O que para os petistas é uma queda de braço entre um governo de direito (o do primeiro-ministro italiano Silvio Berlusconi) e um de esquerda ( o do PT, no Brasil) é na verdade, simples questão de justiça. Battisti foi membro do grupo extremista Proletariados Armados pelo Comunismo (PAC), uma dissidência das Brigadas Vermelhas, que aterrorizaram a Itália na década de 70, os “anos de chumbo”, com uma onde de assassinatos, sequestros e assaltos. O objetivo do grupo era substituir o regime democrático por uma ditadura comunista. Em 1981, Battisti fugiu da cadeia e, sete anos depois, foi condenado à revelia à prisão perpétua. Com base em vários depoimentos, um dos quais fornecido por dos líderes do PAC, a Justiça italiana confirmou a culpa de Battisti em quatro assassinatos: os de dois agentes policiai, um açougueiro e um joalheiro, este executado diante do filho de 14 anos, que, também atingido, ficou paraplégico. As duas últimas vítimas foram mortas por reagir a uma “expropriação proletária”, eufemismo usado pelo PAC para assalto à mão armada.

Sintomaticamente, o governo brasileiro adotou uma atitude diferente ao posicionar-se quanto ao destino de dois cidadãos que fugiam de um regime pelo o partido do ex-presidente sente afinidade: o de Cuba. Em agosto de 2007, os boxeadores cubanos Gilhermo Rigondeaux e Erislandy Lara, que desembarcaram no Rio de Janeiro para participar dos Jogos Pan- Americanos, fugiram da concentração. Em menos de 48 horas foram deportados para Cuba, a pretexto de que estavam sem passaporte. Evidente que estavam sem documentos; estes haviam sido apreendidos pelos leões de chácara da delegação cubana. Sendo o regime castrista o que é, não restava dúvida de que os boxeadores sofreriam perseguição política após a deportação – como de fato ocorreu.
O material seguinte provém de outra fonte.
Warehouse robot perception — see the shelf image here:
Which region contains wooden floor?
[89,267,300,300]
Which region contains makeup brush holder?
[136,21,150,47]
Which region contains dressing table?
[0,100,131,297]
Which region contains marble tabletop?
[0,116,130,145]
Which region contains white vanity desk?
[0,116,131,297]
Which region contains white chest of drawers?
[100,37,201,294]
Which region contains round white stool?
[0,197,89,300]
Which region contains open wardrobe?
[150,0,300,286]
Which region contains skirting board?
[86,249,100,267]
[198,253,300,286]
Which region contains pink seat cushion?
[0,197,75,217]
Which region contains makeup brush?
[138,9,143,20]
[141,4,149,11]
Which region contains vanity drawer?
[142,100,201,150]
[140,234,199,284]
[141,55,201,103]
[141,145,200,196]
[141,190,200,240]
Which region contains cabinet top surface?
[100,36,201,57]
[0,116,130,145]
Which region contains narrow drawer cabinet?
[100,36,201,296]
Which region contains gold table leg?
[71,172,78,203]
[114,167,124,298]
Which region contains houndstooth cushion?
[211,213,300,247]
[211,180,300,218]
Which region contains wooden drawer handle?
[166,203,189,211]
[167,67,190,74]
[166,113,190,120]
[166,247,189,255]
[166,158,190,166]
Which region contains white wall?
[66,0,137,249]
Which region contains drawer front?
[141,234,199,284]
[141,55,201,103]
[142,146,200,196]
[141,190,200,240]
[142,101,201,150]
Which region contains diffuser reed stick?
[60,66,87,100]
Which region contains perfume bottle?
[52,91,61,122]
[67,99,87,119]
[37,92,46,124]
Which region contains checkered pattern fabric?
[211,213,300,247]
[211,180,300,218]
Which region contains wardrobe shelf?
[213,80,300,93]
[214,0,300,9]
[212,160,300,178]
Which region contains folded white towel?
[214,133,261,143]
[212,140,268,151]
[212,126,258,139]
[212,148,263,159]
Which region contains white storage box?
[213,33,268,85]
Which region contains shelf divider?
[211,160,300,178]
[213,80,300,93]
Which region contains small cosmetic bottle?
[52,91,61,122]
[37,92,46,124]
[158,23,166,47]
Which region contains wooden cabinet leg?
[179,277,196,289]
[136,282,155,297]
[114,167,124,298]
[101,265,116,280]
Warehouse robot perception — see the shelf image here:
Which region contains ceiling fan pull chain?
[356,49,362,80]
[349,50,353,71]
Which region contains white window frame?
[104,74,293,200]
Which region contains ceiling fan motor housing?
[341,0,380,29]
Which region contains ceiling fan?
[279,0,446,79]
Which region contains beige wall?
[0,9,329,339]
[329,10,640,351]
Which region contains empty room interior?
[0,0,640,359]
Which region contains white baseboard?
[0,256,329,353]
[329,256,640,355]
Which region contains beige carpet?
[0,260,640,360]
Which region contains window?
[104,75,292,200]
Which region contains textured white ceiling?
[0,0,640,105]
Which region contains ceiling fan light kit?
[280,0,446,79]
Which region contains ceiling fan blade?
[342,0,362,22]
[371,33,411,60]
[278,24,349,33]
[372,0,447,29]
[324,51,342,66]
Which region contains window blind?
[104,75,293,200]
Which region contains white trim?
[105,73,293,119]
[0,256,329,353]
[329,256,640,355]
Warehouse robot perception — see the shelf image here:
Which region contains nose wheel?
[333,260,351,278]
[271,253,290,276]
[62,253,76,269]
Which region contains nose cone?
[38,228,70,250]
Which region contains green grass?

O governo italiano e os partidos de centro e de esquerda daquele país demonstraram estupor e indignação com a decisão do ex-presidente brasileiro de livrar Battisti de pagar por seus crimes. O embaixador brasileiro foi chamado de volta à Itália, para consultas, e, em nota, o primeiro-ministro Silvio Berlusconi avisou que tentará impedir de todas as maneiras legais que o assassino seja libertado e possa pedir visto de permanência no Brasil. Em visita de Lula a Roma, em novembro de 2009, Berlusconi deu a entender que, se o Brasil optasse por dar refúgio a Battisti, ao menos não fosse por “temor de perseguição política”. Nem nisso foi respeitado. Ainda há a possibilidade de o STF derrubar a decisão, se considerar que os argumentos jurídicos encomendados pelo ex-presidente à AGU repetem àqueles usados por Tarso Genro para conceder o refúgio. Se isso não ocorrer, a credibilidade internacional do Brasil será abalada. Na hipótese de a Itália levar o caso à Corte Internacional de Haia, o país poderá sofrer sanções. “Ainda que não houvesse um tratado, o presidente ir contra a decisão do STF será uma ruptura com nossa tradição diplomática. Com tratado é uma afronta ao princípio mais básico de direito internacional, um ato ilícito”, diz Francisco Rezek, ex-chanceler brasileiro e ex-juiz do Tribunal de Haia. O caso Battisti também abre um precedente incômodo. No mês passado, Cesar Alejandro Enciso, de 60 anos, foi preso no Rio de Janeiro a pedido da Itália, que pretende julgá-lo por torturar cidadãos durante a ditadura argentina. Dilma Rousseff, ela própria supliciada, poderá se ver na situação de ter de dar status de refugiado a um torturador.

Em seu derradeiro dia no poder, o ex-presidente deixou um abacaxi de presente para Dilma.